Paste Magazine has the article The Destruction of Matt Taibbi.

“These claims that Matt would do this stuff are ridiculous,” she said. “I left The eXile because we started dating, and Matt was worried about impropriety. He didn’t even ask me out at work! Matt is a fundamentally decent and kind person.”

I never knew that this had been done to Matt Taibbi. I was wondering why he seemed to have disappeared.

The right has found a new weapon that seems to have been first wielded by Democrats. When I first listened to the Trump tape, I was reminded of some of the stories guys would tell to boost their images. One never knew if any of it was true. In Taibbi’s case all the indentifiable women involved say that it was not true and was never meant to be taken as true.

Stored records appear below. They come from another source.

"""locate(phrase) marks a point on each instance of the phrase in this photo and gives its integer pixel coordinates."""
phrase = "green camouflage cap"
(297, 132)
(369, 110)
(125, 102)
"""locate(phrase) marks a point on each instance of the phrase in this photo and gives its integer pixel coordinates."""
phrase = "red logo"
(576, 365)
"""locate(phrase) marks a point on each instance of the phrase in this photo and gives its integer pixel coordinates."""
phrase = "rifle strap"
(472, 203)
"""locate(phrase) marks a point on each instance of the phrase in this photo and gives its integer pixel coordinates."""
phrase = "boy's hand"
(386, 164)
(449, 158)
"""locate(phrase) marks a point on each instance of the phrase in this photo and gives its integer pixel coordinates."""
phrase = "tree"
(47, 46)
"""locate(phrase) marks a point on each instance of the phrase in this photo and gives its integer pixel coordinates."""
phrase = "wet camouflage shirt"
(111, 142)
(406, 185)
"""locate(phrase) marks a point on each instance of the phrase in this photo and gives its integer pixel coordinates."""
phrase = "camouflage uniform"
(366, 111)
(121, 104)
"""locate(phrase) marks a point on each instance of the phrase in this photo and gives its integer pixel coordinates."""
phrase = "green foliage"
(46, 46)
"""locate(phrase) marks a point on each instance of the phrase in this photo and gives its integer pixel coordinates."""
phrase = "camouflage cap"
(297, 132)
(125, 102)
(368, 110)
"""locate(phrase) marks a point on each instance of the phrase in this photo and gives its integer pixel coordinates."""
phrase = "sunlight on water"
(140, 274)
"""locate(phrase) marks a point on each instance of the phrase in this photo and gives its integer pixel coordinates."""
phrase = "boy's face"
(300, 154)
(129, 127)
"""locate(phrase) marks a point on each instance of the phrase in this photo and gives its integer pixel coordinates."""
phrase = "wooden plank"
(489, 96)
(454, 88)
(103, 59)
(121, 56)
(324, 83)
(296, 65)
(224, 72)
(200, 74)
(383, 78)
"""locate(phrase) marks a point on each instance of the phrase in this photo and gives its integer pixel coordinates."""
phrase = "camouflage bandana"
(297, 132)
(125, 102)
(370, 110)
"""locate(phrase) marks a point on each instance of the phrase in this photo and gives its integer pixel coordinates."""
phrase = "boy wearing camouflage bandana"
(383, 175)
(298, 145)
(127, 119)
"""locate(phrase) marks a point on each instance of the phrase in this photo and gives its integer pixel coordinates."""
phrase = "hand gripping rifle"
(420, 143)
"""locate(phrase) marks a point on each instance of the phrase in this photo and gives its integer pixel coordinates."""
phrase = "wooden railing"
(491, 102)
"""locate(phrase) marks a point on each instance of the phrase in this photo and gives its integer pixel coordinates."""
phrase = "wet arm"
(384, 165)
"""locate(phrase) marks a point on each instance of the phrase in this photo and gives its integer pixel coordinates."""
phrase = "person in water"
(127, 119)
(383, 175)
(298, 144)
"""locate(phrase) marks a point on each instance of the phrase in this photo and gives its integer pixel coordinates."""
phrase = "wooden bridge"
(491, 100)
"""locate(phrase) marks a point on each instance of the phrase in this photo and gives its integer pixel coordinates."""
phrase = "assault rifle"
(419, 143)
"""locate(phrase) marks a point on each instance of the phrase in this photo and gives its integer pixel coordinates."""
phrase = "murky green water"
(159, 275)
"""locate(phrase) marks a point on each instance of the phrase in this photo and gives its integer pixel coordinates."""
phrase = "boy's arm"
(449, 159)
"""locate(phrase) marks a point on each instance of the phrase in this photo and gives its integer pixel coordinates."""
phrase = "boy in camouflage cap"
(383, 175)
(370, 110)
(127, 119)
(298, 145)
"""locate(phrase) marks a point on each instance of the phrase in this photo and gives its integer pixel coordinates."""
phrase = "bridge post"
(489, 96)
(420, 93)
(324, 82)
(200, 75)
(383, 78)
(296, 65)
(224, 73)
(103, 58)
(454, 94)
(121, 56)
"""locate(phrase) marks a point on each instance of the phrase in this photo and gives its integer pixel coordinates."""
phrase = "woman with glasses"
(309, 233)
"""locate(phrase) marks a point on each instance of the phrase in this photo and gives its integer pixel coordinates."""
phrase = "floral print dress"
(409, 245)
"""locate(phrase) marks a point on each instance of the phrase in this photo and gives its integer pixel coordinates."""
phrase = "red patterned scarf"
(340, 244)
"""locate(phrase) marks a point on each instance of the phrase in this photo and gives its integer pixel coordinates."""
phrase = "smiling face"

This is why I have taken to using <sarcasm></sarcasm> or <satire></satire> flags around everything that I write that might not be recognized for what it is by some readers. It sort of spoils the joke to label it that flagrantly, but better to be safe than sorry.


Pragmatic Capitalism has the article IDGAF > FOMO.

We’re now entering silly season in the markets. People are buying cryptocurrencies that no one understands and have very little actual utility. People are chasing stocks higher on a daily basis. Emerging market stocks, tech stocks and all the other riskiest parts of the stock markets are the biggest winners of the year. And a large part of this is due to FOMO – Fear Of Missing Out. After 8 years of straight up stock market gains, rising home prices and now a crypto boom like the world has never seen, there is a palpable feeling of irrational exuberance overtaking the markets.

This is the thinking that kept me safe while others were going crazy over the tech bubble of the 1990s and the real estate bubble of the 2000s. I am trying like heck to keep myself safe in the current bubble. Only time will tell if I will succeed. Another name for what I try to do is called value investing.

Elasticity of Money is a Feature, not a Bug

Pragmatic Capitalism has the article Elasticity of Money is a Feature, not a Bug.

…this idea that a fixed money supply is good is not consistent with the history of money or even the basic facts about how modern money works. Worse, it constrains our economy in ways that make us worse off in the long-run.

Here is yet another way to explain what seems to me ought to be obvious.

It’s not that an artificially fixed money supply could not work. Deflation could offset the problem of a currency that does not grow with the economy. The trouble is that deflation is so far removed from our everyday experience of money that it would require major adaptations. Whereas inflation favors borrowers over lenders, deflation does the exact opposite. This has economic consequences that hinder the growth possibilities of an economy. They don’t prevent growth, but they do make it harder rather than easier.